This morning, I read of Jesus’ temptation, as recorded in Luke 4. Consider these verses (1-2, 13-14):

“Jesus, full of the Holy Spirit, returned from the Jordan and was led around by the Spirit in the wilderness for forty days, being tempted by the devil …. When the devil had finished every temptation, he left Him until an opportune time.  And Jesus returned to Galilee in the power of the Spirit …”

Sometimes, I think we forget that Jesus wasn’t tempted with just the specific temptations recorded in the gospels. Those three trials were the culmination of over a month of hellish whispers. He was tempted continuously for forty days – Satan tried everything, the above passage notes. And in Hebrews 4:15, it affirms that Jesus was “tempted in all things.”

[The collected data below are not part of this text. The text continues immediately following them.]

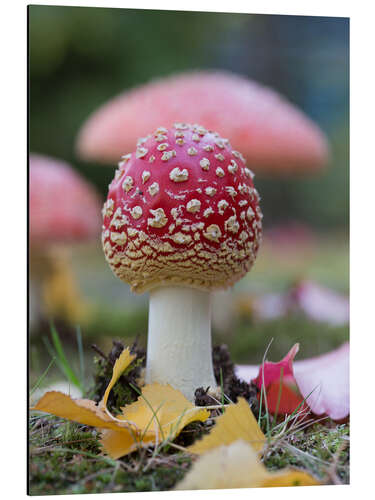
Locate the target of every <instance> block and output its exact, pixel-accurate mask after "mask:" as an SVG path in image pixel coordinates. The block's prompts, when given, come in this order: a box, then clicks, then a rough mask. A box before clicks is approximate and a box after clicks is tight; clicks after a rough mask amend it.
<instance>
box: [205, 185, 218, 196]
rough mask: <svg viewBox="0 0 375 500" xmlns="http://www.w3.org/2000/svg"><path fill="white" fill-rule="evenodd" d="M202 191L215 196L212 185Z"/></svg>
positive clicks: (209, 194)
mask: <svg viewBox="0 0 375 500" xmlns="http://www.w3.org/2000/svg"><path fill="white" fill-rule="evenodd" d="M204 191H205V193H206V194H207V195H208V196H215V194H216V191H217V190H216V189H215V188H213V187H208V188H206V189H205V190H204Z"/></svg>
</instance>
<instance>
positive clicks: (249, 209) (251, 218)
mask: <svg viewBox="0 0 375 500" xmlns="http://www.w3.org/2000/svg"><path fill="white" fill-rule="evenodd" d="M254 215H255V212H254V210H253V208H252V206H251V205H250V206H249V208H248V209H247V212H246V216H247V218H248V219H249V220H251V219H252V218H253V217H254Z"/></svg>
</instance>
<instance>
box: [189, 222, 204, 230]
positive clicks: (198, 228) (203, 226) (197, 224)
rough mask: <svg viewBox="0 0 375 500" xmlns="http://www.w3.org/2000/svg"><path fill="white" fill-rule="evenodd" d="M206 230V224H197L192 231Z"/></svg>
mask: <svg viewBox="0 0 375 500" xmlns="http://www.w3.org/2000/svg"><path fill="white" fill-rule="evenodd" d="M203 228H204V223H203V222H196V223H195V224H192V225H191V230H192V231H193V232H194V231H201V230H202V229H203Z"/></svg>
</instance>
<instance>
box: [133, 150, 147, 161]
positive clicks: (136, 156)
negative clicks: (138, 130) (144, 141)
mask: <svg viewBox="0 0 375 500" xmlns="http://www.w3.org/2000/svg"><path fill="white" fill-rule="evenodd" d="M147 153H148V149H147V148H140V147H138V148H137V150H136V152H135V157H136V158H138V159H139V158H144V157H145V156H146V154H147Z"/></svg>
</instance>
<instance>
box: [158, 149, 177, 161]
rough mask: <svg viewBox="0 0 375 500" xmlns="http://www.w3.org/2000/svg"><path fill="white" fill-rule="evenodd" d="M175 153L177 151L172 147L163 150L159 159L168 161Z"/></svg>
mask: <svg viewBox="0 0 375 500" xmlns="http://www.w3.org/2000/svg"><path fill="white" fill-rule="evenodd" d="M176 154H177V153H176V151H175V150H174V149H172V150H171V151H164V153H163V154H162V157H161V161H168V160H170V159H171V158H173V157H174V156H176Z"/></svg>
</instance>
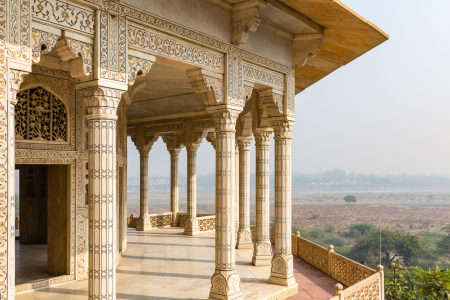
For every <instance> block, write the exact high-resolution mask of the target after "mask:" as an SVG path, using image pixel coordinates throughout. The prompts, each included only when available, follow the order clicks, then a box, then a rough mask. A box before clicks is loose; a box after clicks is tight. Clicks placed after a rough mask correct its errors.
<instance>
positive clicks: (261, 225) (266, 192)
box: [252, 129, 272, 266]
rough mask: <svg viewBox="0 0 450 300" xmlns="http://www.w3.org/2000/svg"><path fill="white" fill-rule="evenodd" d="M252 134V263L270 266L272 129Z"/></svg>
mask: <svg viewBox="0 0 450 300" xmlns="http://www.w3.org/2000/svg"><path fill="white" fill-rule="evenodd" d="M254 136H255V142H256V143H255V146H256V241H255V244H254V249H253V258H252V263H253V265H255V266H270V264H271V260H272V245H271V243H270V214H269V213H270V202H269V145H270V138H271V136H272V130H271V129H265V130H256V131H255V132H254Z"/></svg>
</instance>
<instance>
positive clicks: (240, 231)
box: [236, 137, 253, 249]
mask: <svg viewBox="0 0 450 300" xmlns="http://www.w3.org/2000/svg"><path fill="white" fill-rule="evenodd" d="M251 143H252V137H238V145H239V231H238V238H237V243H236V249H252V248H253V243H252V233H251V231H250V145H251Z"/></svg>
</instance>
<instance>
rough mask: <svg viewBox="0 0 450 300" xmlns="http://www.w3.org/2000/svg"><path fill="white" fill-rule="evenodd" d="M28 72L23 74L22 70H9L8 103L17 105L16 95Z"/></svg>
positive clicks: (17, 92) (25, 72) (10, 69)
mask: <svg viewBox="0 0 450 300" xmlns="http://www.w3.org/2000/svg"><path fill="white" fill-rule="evenodd" d="M28 74H29V72H25V71H22V70H15V69H10V70H9V76H8V80H9V90H10V97H9V99H8V101H10V102H11V103H12V104H14V105H16V104H17V93H18V92H19V89H20V85H21V84H22V82H23V80H24V78H25V76H26V75H28Z"/></svg>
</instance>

But the Holy Spirit brackets the temptation – Jesus was led by the Spirit into this time of testing, and he was filled with the Spirit upon his successful completion of it. And I paused to consider: does God often, or perhaps even always, allow this period of extreme temptation prior to launching a new ministry?

It does make sense. Temptation is a test – not of the mind, but of the heart. It reveals our answers to questions such as:

  • Do I trust God even when life seems to be falling apart?
  • Will I obey God even when nobody is watching?
  • Am I engaging in this ministry for fame and fortune, or for grace and goodness?
  • Do I have the determination to persevere through difficulties?
  • What or who am I relying on to see me through life?

If you are trying to launch a new ministry, don’t be surprised if you experience delay, doubt, temptation, trial, despair … in fact, a spiritual desert. I know what the wasteland looks like. I know it seems endless, and that you’re hungry for God, thirsty for his Spirit, longing for the touch of Jesus.

The Spirit of God may have led you to this very place, and done so for a very distinct purpose. Trust him. Persevere. Purge your life of sin. Pray without ceasing. Rely entirely upon God and his Word. When you are led out into the place of ministry, it will be “in the power of the Spirit.”